To be eligible for benefits, a claimant must show that she suffers from a disability within the meaning of the Act. The Act defines "disability" as the "inability to engage in any substantial gainful activity [("SGA")] by reason of any medically determinable physical or mental impairment which can be expected to result in death or which has lasted or can be expected to last for a continuous period of not less than 12 months." 42 U.S.C. § 1382c(a)(3)(A). An individual will be found to be disabled only if it is determined that her "impairments are of such severity that [s]he is not only unable to do h[er] previous work but cannot, considering h[er] age, education, and work experience, engage in any other kind of substantial gainful work which exists in the national economy." 42 U.S.C. § 1382c(a)(3)(B).

To determine if a claimant has sustained a disability within the meaning of the Act, the ALJ follows a five-step process:

(1) The ALJ first determines whether the claimant is currently engaged in SGA. See 20 C.F.R. §§ 404.1520(a)(4)(i), 416.920(a)(4)(i).
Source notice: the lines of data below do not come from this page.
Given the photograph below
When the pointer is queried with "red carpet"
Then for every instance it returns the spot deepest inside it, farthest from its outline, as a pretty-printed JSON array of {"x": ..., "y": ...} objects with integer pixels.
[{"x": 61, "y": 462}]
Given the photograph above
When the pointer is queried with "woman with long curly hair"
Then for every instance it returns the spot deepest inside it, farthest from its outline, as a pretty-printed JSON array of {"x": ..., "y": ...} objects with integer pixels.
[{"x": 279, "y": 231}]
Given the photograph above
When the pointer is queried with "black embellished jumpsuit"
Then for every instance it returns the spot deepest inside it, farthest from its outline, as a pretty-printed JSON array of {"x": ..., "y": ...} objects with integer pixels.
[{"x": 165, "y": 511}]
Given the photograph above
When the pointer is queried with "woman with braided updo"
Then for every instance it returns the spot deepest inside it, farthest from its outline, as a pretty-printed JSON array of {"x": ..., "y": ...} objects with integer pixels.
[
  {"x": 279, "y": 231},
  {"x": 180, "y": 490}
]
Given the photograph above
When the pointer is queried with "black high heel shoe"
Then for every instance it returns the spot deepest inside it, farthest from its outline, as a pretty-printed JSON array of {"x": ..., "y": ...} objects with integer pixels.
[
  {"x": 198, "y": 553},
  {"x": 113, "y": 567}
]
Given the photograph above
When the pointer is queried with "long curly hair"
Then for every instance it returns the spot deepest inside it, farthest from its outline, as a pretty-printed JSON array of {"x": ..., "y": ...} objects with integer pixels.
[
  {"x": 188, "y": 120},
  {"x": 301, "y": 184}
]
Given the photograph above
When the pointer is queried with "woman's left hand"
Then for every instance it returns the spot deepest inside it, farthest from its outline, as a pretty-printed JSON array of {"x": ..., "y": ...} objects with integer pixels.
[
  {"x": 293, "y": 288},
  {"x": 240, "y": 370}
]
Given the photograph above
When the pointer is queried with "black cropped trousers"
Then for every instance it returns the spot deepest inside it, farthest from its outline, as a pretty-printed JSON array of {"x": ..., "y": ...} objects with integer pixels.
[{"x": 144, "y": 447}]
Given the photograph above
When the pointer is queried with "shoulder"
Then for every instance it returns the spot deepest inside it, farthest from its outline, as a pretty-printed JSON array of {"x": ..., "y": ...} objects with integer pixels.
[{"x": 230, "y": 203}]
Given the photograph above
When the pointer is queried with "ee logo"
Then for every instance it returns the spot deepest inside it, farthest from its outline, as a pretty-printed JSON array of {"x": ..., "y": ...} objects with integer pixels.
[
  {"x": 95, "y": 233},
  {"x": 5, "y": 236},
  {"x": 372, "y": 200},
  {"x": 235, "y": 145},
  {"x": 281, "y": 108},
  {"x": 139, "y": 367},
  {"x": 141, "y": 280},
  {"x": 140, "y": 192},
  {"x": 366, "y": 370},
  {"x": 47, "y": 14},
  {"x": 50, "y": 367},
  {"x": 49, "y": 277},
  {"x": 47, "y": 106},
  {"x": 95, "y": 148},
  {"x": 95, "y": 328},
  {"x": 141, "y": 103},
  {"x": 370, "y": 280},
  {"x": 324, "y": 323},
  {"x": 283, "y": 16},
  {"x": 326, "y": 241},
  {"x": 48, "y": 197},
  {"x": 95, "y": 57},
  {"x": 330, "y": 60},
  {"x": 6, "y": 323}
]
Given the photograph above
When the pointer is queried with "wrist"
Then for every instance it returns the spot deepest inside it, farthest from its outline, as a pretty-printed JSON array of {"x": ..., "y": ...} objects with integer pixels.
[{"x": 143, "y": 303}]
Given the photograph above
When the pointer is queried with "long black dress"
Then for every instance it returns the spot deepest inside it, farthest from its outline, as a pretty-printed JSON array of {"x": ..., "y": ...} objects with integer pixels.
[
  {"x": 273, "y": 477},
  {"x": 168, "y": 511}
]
(2) If the claimant is not engaged in SGA, the ALJ determines if the claimant has a "severe medically determinable physical or mental
impairment." 20 C.F.R. §§ 404.1520(a)(4)(ii), 416.920(a)(4)(ii), which is an impairment or combination of impairments that "significantly limits [the claimant's] physical or mental ability to do basic work activities." 20 C.F.R. §§ 404.1520(c), 416.920(c).

(3) If the claimant's impairment is severe and is listed in 20 C.F.R. part 404, subpart P, appendix 1, or is equivalent to one of the listed impairments, the claimant must be found disabled regardless of her age, education, or work experience. See 20 C.F.R. §§ 404.1520(a)(4)(iii), 404.1520(d), 416.920(a)(4)(iii), 416.920(d).

(4) If the claimant's impairment is not listed and is not equal to one of the listed impairments, the ALJ must review the claimant's RFC to determine if she is able to do work that she has done in the past, i.e., "past relevant work." 20 C.F.R. §§ 404.1520(a)(4)(iv), 416.920(a)(4)(iv). If the claimant is able to do such work, she is not disabled. 20 C.F.R. §§ 404.1520(a)(4)(iv), 416.920(a)(4)(iv).

(5) If the claimant cannot perform her past relevant work, the ALJ must decide if her RFC, in addition to her age, education and work experience permits her to do other work. See 20 C.F.R. §§ 404.1520(a)(4)(v), 416.920(a)(4)(v). If the claimant cannot perform other work, she will be deemed disabled. See 20 C.F.R. §§ 404.1520(a)(4)(v), 416.920(a)(4)(v).

For this test, the burden of proof is on the claimant for the first four steps and on the Commissioner for the fifth step, if the analysis proceeds that far. See Balsamo v. Charter, 142 F.3d 75, 80 (2d Cir. 1998) (citations omitted).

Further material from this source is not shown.